Vielleicht ist «gut» doch besser als «perfekt»
Dies alleine muss noch kein
Perfektionismus sein, aber die Grenzen verlaufen schleichend. Der Drang, die
Perfektion zu erreichen kann manchmal von Vorteil sein. Bei Forschungsarbeiten
zum Beispiel ist Genauigkeit und perfektes Arbeiten ein Muss. Doch zwanghafte
Perfektion spielt sich auch in Lebensbereichen ab, in denen sie gar nicht in
diesem Masse nötig wären.
Doch wann ist der Drang nach Perfektion ungesund? Ganz einfach, wenn es einem über einen längeren Zeitraum unglücklich macht. Unzufriedenheit und ein ständiger Druck sind ein Zeichen, dass man es möglicherweise übertreibt.
Ich habe im Zusammenhang mit dem Leistungssport schon Erfahrungen machen dürfen. Das Ziel alles perfekt machen zu wollen hat bei mir schliesslich einen enormen Druck und Zwang ausgelöst. Der Sport wurde allmählich jedes Mal zu einem Battle gegen mich selbst. Noch besser, noch schneller, noch länger. Wenn es nicht so lief, wie erhofft, war die Enttäuschung enorm. Denn hinter der Perfektion steckt enorm viel Arbeit. Das Resultat, wie zu erwarten: Noch mehr Druck, Zwang, noch härtere Arbeit. Dieser Druck habe ich mir selbst aufgebaut, dafür ist niemand anders verantwortlich. Die Perfektion hatte mich im Griff. Wohin hat es geführt? Ich habe allmählich zum Glück erkannt, dass es mich nicht glücklich macht, jedoch hat es eine Zeit gebraucht. Perfektionisten schaffen es nämlich immer wieder, sich alles schönzureden oder kleine Erfolge als Ernte der mühseligen Saat anzusehen.
Perfektionismus geht also Hand in Hand mit Druck, Zwang und oft auch Stress. Was führt aber dazu? Ich kann bestätigen, dass es viel damit zu tun hat, anderen gefallen zu wollen. Anerkennung zu bekommen. Es allen recht machen zu wollen. Dies ist ein schwieriger Weg, denn man schafft es nie, allen gerecht zu werden. Und daraus folgt, dass man sich selbst noch mehr antreibt, denn Perfektionisten geben nicht schnell auf. An diesem Streben gehen viele kaputt. Dauerhafter Stress ist nicht gesund.
Viele Menschen, die alles perfekt machen wollen, laden sich auch viel zu viel Arbeit auf einmal auf. Etwas auf morgen verschieben? Auf keinen Fall! Kann man heute schon noch irgendwie erledigen. Es muss einfach gehen! Lernen bis ein Uhr nachts? Kein Problem, der Schlaf wird sowieso. Freunde müssen warten, die Arbeit ist wichtiger. In einer Gesellschaft, in der immer alles besser und schneller funktionieren muss, gönnen sich viele zu wenig Ruhe. Sie können es sich nicht leisten. Dabei wäre dies so wichtig. Ein Tag kein Sport war für mich noch vor einem Jahr unvorstellbar. Wenn nicht joggen, dann eben Gymnastik. So habe ich lange Zeit gehandelt. Mittlerweile bin ich froh, mich aus diesen Fesseln gelöst zu haben.

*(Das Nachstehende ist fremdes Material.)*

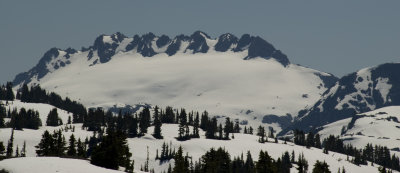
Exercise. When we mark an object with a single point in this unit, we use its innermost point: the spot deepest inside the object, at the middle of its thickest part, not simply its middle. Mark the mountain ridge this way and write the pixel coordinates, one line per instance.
(107, 46)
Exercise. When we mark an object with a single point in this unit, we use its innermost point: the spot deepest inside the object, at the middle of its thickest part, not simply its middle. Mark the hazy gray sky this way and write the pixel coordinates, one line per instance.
(338, 36)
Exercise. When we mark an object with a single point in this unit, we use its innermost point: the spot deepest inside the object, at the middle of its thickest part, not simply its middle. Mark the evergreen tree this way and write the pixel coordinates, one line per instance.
(196, 125)
(321, 167)
(250, 130)
(157, 124)
(53, 119)
(261, 134)
(180, 163)
(9, 91)
(265, 163)
(302, 164)
(81, 149)
(216, 161)
(144, 121)
(10, 144)
(249, 164)
(317, 141)
(46, 145)
(227, 128)
(23, 150)
(71, 148)
(2, 148)
(112, 151)
(17, 152)
(310, 140)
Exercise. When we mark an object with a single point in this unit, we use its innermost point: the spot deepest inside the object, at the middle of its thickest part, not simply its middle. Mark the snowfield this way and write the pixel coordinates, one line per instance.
(51, 165)
(380, 127)
(220, 82)
(138, 147)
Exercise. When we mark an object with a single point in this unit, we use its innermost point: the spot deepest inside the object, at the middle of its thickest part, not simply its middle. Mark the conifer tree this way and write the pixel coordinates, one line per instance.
(249, 164)
(53, 119)
(23, 150)
(10, 144)
(196, 126)
(2, 148)
(157, 124)
(180, 162)
(46, 145)
(261, 134)
(71, 148)
(17, 152)
(321, 167)
(112, 151)
(144, 121)
(81, 149)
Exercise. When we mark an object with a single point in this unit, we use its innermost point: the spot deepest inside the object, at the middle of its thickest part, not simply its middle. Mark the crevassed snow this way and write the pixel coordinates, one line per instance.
(221, 83)
(107, 39)
(383, 87)
(362, 84)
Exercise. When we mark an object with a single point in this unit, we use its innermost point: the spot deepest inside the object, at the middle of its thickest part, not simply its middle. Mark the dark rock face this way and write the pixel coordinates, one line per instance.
(176, 44)
(244, 41)
(106, 50)
(225, 42)
(284, 121)
(198, 42)
(362, 100)
(162, 41)
(40, 69)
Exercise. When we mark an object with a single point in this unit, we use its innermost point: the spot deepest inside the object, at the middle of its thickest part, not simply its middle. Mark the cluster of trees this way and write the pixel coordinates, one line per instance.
(376, 154)
(24, 119)
(167, 153)
(8, 152)
(184, 123)
(219, 160)
(6, 92)
(109, 151)
(312, 140)
(35, 94)
(215, 131)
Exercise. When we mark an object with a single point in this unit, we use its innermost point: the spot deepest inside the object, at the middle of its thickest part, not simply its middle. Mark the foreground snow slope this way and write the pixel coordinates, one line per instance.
(380, 127)
(51, 165)
(138, 146)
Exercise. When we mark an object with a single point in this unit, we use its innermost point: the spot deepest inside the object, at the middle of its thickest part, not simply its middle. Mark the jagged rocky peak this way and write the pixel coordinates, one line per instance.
(362, 91)
(148, 45)
(198, 42)
(226, 42)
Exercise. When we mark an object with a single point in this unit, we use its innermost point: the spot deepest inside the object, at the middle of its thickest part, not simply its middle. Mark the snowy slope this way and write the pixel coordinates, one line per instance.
(362, 91)
(51, 165)
(221, 82)
(43, 109)
(380, 127)
(138, 146)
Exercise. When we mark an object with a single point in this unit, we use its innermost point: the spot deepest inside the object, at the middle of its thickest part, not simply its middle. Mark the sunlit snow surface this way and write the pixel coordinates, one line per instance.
(220, 82)
(376, 127)
(138, 146)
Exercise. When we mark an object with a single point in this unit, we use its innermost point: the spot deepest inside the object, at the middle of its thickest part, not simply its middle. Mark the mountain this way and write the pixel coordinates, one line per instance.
(379, 127)
(362, 91)
(245, 78)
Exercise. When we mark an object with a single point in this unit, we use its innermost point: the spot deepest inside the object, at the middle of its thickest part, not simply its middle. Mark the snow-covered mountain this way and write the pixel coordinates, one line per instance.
(379, 127)
(362, 91)
(138, 147)
(244, 78)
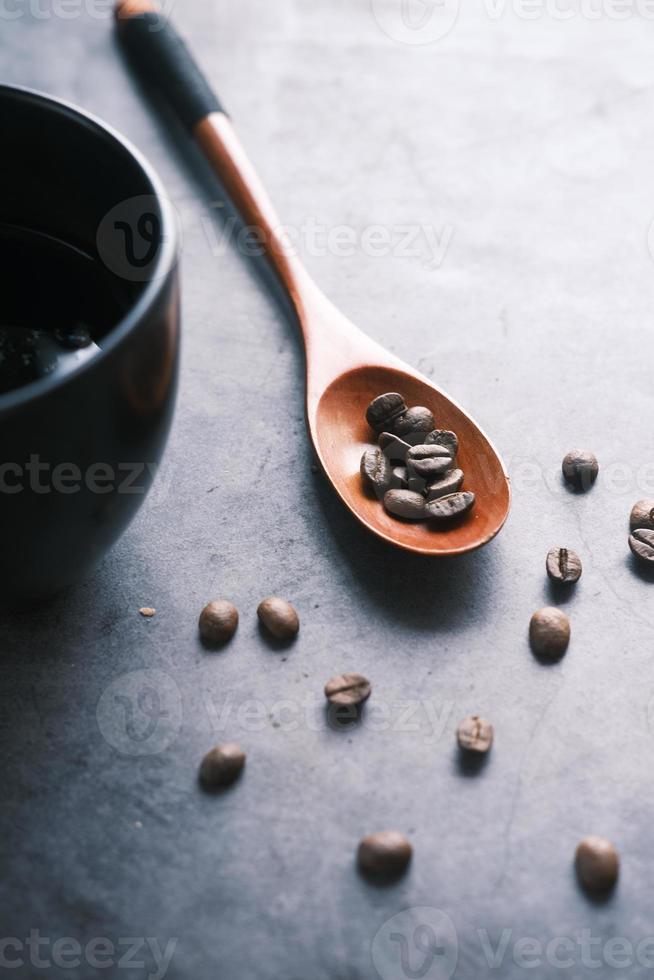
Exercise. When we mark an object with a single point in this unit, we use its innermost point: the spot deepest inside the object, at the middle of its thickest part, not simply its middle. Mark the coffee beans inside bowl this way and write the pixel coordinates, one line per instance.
(413, 467)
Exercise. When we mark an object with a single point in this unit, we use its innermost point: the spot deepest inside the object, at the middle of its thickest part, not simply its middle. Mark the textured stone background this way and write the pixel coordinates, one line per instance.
(529, 143)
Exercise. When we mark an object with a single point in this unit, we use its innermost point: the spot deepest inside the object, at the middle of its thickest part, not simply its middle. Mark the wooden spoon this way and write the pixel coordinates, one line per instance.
(345, 368)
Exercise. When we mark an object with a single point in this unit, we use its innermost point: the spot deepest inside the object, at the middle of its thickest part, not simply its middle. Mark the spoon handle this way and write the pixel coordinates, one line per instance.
(163, 59)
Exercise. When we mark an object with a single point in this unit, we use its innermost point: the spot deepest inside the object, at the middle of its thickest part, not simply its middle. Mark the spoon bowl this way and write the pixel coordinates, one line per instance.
(341, 434)
(345, 369)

Doch wie gelingt es einem, einen Gang runter zu schalten? Es ist ein Prozess, auch heute muss ich mir immer wieder bewusst vor Augen führen, dass Ruhe auch mal notwendig ist. Mir hat es geholfen, fixe Ruhetage oder Ruhezeiten festzulegen, sie in den Alltag einzuplanen. Die Gedanken müssen umprogrammiert werden. Es ist wichtig, zu erkennen, das Perfektionismus nicht glücklich macht und auch überhaupt nicht notwendig ist.
Menschen, die einem nahe stehen, lieben einem auch wenn man nicht alles perfekt macht. Sowieso ist niemand perfekt. Alle machen Fehler, alle sind hier, um zu lernen. Im Unperfekten liegt das Perfekte. Jeder Mensch ist wertvoll, unabhängig davon, was er in seinem Leben «leistet». Gut ist gut genug, es muss nicht alles perfekt sein!